This Friday Night is going to ROCK

Okay folks I know that last month we invited you all to Kol Zimrah in honor of our third anneversary. But we took a poll to see if anyone came because they heard about us on Jewschool and not one person raised their hand! [Update: Lost of love to you Aliza!] To everyone else: People, you are seriously missing a revolution here.
But all it not lost. This Friday I will be leading along with the jazz styles of Ruby-K on sax, as well as two other extremly talented musicians playing on guitar and dumbek. It may sound like a concert to you, but if you’re saying that, you’re showing you’ve never really experienced Kol Zimrah. It’s a participatory service with exciting tunes, new and old, to accompnay the full Hebrew liturgy.
So if you’re in NYC, can make it to the SAJ @ 15 West 86th Street at 6:30pm, we’d love to see you there.
Special guest apperances by other Jewschool bloggers! (And tell us that Jewschool sent you!)

11 thoughts on “This Friday Night is going to ROCK

  1. It was a half-assed hand (to mix a metaphor) – she said that she had heard about KZ before and had been meaning to go, and the JewSchool post was what put her over the edge. Maybe she’s reading now.
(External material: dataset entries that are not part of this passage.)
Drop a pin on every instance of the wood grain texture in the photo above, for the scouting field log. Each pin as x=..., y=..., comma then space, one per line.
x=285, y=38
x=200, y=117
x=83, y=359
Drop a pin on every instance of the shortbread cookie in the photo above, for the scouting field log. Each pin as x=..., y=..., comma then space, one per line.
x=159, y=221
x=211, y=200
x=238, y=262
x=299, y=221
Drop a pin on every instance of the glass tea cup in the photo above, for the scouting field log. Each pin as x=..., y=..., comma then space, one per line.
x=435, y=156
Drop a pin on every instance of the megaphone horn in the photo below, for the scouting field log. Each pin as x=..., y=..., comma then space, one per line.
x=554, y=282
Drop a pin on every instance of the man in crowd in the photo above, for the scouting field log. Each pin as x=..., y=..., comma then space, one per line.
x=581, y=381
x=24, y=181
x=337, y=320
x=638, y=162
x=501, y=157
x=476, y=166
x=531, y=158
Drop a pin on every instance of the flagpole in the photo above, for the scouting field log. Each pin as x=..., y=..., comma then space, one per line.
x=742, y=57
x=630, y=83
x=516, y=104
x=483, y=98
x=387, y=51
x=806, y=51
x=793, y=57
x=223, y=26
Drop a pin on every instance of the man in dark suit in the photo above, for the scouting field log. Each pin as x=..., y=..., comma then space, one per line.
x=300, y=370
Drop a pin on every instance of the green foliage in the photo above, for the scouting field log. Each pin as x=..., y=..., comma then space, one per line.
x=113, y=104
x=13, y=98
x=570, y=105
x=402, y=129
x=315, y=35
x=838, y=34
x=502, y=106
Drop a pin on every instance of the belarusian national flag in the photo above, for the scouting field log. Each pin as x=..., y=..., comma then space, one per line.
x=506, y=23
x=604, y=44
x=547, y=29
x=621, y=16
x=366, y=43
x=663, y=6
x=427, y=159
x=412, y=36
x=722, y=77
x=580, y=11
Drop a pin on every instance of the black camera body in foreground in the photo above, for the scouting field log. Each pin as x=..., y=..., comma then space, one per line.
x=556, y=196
  2. ahem….i am that half-assed hand-raising girl…..and yes, bz, who was sitting next to me, did get the story straight- i knew about the minyan, but really decided to go after reading the jewschool post, so ….i think that does count…..
    standing up for all the anonymous jew-school readers

  3. Um.
    Someone may have already said it, but yeah, try the Kol Zimrah of Shabbos. What a chillul Hashem… “Jewschool” playing sax on shabbos. Come on now. What would our self-righteous little Chafetz Chaim sticky think about that, Mob n’ Shamir?

  4. would anyone care to discuss the merits of music during prayer services, the halakhic question of playing instruments on shabbos, and the question as to whether or not we are necessarily bound to halakha?

  5. I don’t think “Jewschool” plays sax — the link to Ruby K got messed up.
    And anyway, if you’re concerned for our souls, shouldn’t you be more concerned that Kol Zimrah has mixed seating? Instruments on shabbat is d’rabbanan, while some say that mechitza is d’oraita.

  6. There was massive music action in Bait haMikdash – esp shabbat and chagim. Why should anyone cut down the possibilities of such a spiritual experience? That halakha must have originated by mistake or misinterpretation, and anyway, I personally really dont give a damn about it. As far as I’m concerned, we’re here to find out where and what god is, and to pound at the meaning of life. I’d be all over SAJ if not for the term papers. Hatzlachah, I’m sure you guys are going to rock out. Lots of Jake-love.

  7. Regarding music on Shabbas…
    When I daven on Saturday morning I use the Artscroll Ashkenaz Siddur. Several of the prayers and psalms discuss singing songs to hashem, celebrating shabbat with clanging cymbals and the ten-string lyre, sounding the shofar, etc. These are all musical endeavors. I don’t understand how in our prayers we can express the desire to make music to hashem, and yet being shabbas we cannot make music.
    If I analyze the halakah, as I know it, the only prohibitions should be that we cannot carry the instruments to the shul [Carrying] and we cannot turn electric instruments on or off [Burning]. Aside from those, the only other issue would be that we are not supposed to create things on shabbat, and music is certainly created.
    I must say that I am a bal teshuva and I trying to get my character in line with Halacha. Currently I don’t observe all prohibitions, but I forsee a time when I will be more observant. I currently avoid travelling, spending money, discussing issues related to work, and using the computer among other things.
    I love jewish music and have many good CD’s. I would be challenged as to whether I would attend this if I could.

  8. I may be going to simple child route here, but my thing is this. G-d gave me this musical gift. Without getting melodramatic, music has saved my ass in this world a few times. So praying through my horn on Shabbas seems justified and necessary to me, because if I can honor G-d’s name better through music than spoken or sung prayer, I’d rather do the best I can with the gifts I’ve been given. I’m just saying.